521707 commented 3 years ago

@t-d-d @Nevon @tulios help

t-d-d commented 3 years ago

@521707 I don't have time to look at this in detail. But first thing I would try is to not call consumer.commitOffsets() from with your eachMessage() function - I'm not sure if that will work.

Instead, if you want to commit after every message use autoCommit: true and autoCommitThreshold: 1.

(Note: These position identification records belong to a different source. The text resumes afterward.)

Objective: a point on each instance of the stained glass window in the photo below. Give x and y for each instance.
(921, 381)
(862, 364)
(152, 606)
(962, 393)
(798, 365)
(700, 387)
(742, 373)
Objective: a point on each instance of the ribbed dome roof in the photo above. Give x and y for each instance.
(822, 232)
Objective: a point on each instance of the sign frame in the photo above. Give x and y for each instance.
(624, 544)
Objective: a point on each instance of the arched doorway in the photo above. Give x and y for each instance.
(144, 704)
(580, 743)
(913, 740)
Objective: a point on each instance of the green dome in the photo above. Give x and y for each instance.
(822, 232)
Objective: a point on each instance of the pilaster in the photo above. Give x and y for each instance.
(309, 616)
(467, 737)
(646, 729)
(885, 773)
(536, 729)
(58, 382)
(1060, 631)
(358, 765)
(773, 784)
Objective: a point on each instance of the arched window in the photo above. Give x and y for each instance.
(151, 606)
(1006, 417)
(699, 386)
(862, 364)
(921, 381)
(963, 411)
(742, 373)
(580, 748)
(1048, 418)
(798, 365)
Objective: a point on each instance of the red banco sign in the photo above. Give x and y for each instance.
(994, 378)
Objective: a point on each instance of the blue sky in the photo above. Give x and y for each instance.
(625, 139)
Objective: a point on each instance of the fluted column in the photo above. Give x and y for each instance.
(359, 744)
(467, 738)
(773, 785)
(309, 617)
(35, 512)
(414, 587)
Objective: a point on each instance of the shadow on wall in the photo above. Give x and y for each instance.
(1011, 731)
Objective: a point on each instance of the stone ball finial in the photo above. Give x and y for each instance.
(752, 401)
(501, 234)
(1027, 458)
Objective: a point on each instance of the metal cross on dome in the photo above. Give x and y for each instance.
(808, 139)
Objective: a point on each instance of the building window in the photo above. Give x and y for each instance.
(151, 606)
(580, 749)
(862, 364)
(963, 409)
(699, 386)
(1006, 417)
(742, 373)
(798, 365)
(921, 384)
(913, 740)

521707 commented 3 years ago

@521707 I don't have time to look at this in detail. But first thing I would try is to not call consumer.commitOffsets() from with your eachMessage() function - I'm not sure if that will work.

Instead, if you want to commit after every message use autoCommit: true and autoCommitThreshold: 1.

I updated the problem and used autoCommit: true and autoCommitThreshold: 1

There are still outcomes that I don't want , I added the log

tong3jie commented 3 years ago

did you solved?

mark-b-ab commented 2 years ago

I solved that by handling batches myself. If on heartbeat I receive rebalance error - I stop fetching, wait to finish the job (make sure that your session interval bigger that time to process job), commit offsets and start rejoin.

mdmuhtasimfuadfahim commented 1 year ago

Hi @mark-b-ab. Can you please provide me the code? Thanks in advance.